In Einstein's theory of gravity, a massive body creates a curvature of spacetime. Another body moving in this curved spacetime undergoes motions that mimic Newton's force of gravity. See Jupiter Scientific's page on How General Relativity Produces Gravity. In Einstein's theory of gravity, the speed of gravity, cg, is the speed of light, c; indeed, no parameter cg appears in the theory, only c does. The effect of gravity and the speed of gravitational waves is equal to the speed of light.
Difficulties with the Speed of Gravity Concept
When electromagnetic waves pass by a heavy body such as the Sun, two general relativistic effects occur: (1) there is a delay in time in the propagation of the waves compared to the situation in which the heavy body is absent, and (2) there is a small angular deflection the waves bend slightly around the body as if being attracted to it. Both these effects can be understood intuitively within Einstein's theory: (1) The "well" created in space by a heavy body requires light to travel an extra distance leading to a delay; (2) Light is affected by the curvature of space thereby causing it to change direction. These two effects have been observed many times and agree with theoretical calculations based on Einstein's theory of gravity to within experimental errors. They are among the classic tests of general relativity.

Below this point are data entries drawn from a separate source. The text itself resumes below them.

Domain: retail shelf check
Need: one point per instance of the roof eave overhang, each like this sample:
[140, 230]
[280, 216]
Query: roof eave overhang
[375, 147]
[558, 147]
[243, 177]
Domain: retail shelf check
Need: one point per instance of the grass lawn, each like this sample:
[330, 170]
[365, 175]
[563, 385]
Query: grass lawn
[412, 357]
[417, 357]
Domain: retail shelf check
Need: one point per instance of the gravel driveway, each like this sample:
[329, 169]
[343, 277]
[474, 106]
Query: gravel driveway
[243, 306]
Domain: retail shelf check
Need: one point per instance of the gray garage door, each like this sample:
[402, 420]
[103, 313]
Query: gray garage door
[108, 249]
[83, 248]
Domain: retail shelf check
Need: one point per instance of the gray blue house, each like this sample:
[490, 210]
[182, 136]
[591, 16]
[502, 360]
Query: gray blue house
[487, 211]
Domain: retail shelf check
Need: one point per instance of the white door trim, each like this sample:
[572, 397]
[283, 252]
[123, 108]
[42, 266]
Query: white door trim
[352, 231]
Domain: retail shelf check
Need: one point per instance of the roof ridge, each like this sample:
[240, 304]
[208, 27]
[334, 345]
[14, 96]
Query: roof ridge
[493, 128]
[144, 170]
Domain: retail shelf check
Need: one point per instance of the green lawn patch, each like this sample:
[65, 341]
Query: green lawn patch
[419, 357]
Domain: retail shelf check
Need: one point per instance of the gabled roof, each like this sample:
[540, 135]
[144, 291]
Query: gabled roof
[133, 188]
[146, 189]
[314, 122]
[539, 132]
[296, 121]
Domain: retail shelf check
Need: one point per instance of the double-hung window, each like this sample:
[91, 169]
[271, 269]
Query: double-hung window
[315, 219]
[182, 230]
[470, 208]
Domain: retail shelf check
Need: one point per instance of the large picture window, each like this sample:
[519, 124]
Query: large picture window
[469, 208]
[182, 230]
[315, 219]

Hence, when the radio waves from the quasar passed by Jupiter, they were delayed and bent. The strength of gravity, which determines how long the delay is and how much bending occurs, depends on the speed v of Jupiter. This is the motivation of the Fomalont/Kopeikin measurement.
They were attempting
the first direct measurement of
the speed of the effect of gravity.
Jupiter Scientific has done an independent analysis of the Jupiter/quasar measurement and has arrived at the following conclusion. It does not make sense to change Einstein's theory so that the speed of gravity cg is an adjustable parameter. In other words, the speed of gravity must be the speed of light. If one attempts to extend general relativity so that cg differs from c then measurements and their physical interpretation become inconsistent: They depend on the inertial frame that is used to make the measurements, a violation of special relativity. Observers that are moving at constant speeds relative to one another would not agree on the amount of the time delay or on the angle that light bends. The details of this analysis are presented here.

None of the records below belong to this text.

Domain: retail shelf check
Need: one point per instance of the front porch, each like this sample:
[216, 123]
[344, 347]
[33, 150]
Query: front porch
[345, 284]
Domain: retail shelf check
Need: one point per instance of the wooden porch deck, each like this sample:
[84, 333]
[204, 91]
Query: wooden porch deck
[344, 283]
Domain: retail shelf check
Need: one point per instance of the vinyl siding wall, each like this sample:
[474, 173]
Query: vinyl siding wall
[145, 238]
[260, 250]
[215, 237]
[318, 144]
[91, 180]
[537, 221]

The confusion in the scientific community that has arisen is due to the problems generated when the concept of the speed of gravity is introduced and differs from c. This ill-defined situation significantly diminishes the usefulness of the Jupiter/quasar test as a measurement of cg. In this sense, the goal of the work of Fomalont/Kopeikin is misdirected.
However, the two scientists have actually measured and verified the v/c effects of Einstein's theory for the time delay and the deflection of light! This is a nice precision test of general relativity and should have been the main point of the research.